Но есть и такое, чего я толком не помню. Однажды, когда мы уже погуляли по центральной аллее и побывали на аттракционах, тех, что поспокойнее — тетя Лу любила чертово колесо, — то увидели два шатра, куда она меня не пустила. На одном были нарисованы одалиски в гаремных костюмах с огромными торчащими грудями; рядом, у входа, на маленькой сцене, позировали две или три женщины в прозрачных шароварах и с голыми животами, а человек с мегафоном зазывал публику. В другом шатре проходило шоу чудес-
Там были шпагоглотатель, пожиратель огня, гуттаперчевый человек, сиамские близнецы, которые СРОСЛИСЬ ГОЛОВАМИ И ТАК И ЖИВУТ, и самая толстая в мире женщина. Туда тетя Лу тоже отказалась заходить.
— Нельзя смеяться над чужим несчастьем, — изрекла она, гораздо серьезнее, чем обычно. Как несправедливо, подумала я: надо мной ведь смеются, а мне почему нельзя? Впрочем, тогда ожирение не считалось несчастьем, а расценивалось всего-навсего как позорное безволие; в нем не было ничего фатального, а следовательно, и привлекательного. Другое дело сиамские близнецы или жизнь в барокамере. Короче говоря, плохо ли, хорошо ли, но в том шатре была Женщина-Гора, которую мне страстно хотелось, но так и не удалось увидеть.
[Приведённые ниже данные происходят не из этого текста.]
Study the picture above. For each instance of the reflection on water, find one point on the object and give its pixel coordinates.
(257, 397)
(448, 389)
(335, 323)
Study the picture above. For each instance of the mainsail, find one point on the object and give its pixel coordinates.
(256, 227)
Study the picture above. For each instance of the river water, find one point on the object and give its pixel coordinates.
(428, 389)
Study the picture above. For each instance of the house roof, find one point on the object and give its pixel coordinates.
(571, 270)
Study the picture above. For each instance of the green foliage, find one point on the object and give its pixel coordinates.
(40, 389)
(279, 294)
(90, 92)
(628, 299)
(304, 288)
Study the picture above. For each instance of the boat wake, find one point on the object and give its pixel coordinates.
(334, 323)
Никак не вспомню, было там два шатра или только один? Вроде бы человек с мегафоном зазывал и на шоу чудес, и на одалисок. Оба представления были очень зрелищны: такое, чтобы поверить, нужно увидеть.
На центральной аллее тетя Лу больше всего любила огромную пасть, откуда нескончаемым потоком лился механический смех. Это называлось «Хохот во мраке». Внутри были фосфоресцирующие скелеты и кривые зеркала, которые растягивали тебя или сужали. Они меня нервировали: толще я становиться не хотела, а в возможность стать тоньше не верила.
Женщину-Гору я представляла так: она сидит в кресле, вяжет; перед ней проходят зрители — нескончаемая вереница худых серых лиц. Она в прозрачных шароварах, бордовом атласном лифчике, как у танцовщиц, и красных шлепанцах. Я пыталась представить, каково ей. В один прекрасный день Женщина-Гора взбунтуется и совершит нечто из ряда вон выходящее; а пока зарабатывает себе на жизнь чужим любопытством. Она вяжет шарф кому-то из родственников; тому, кто знает ее с детства и вовсе не считает странной.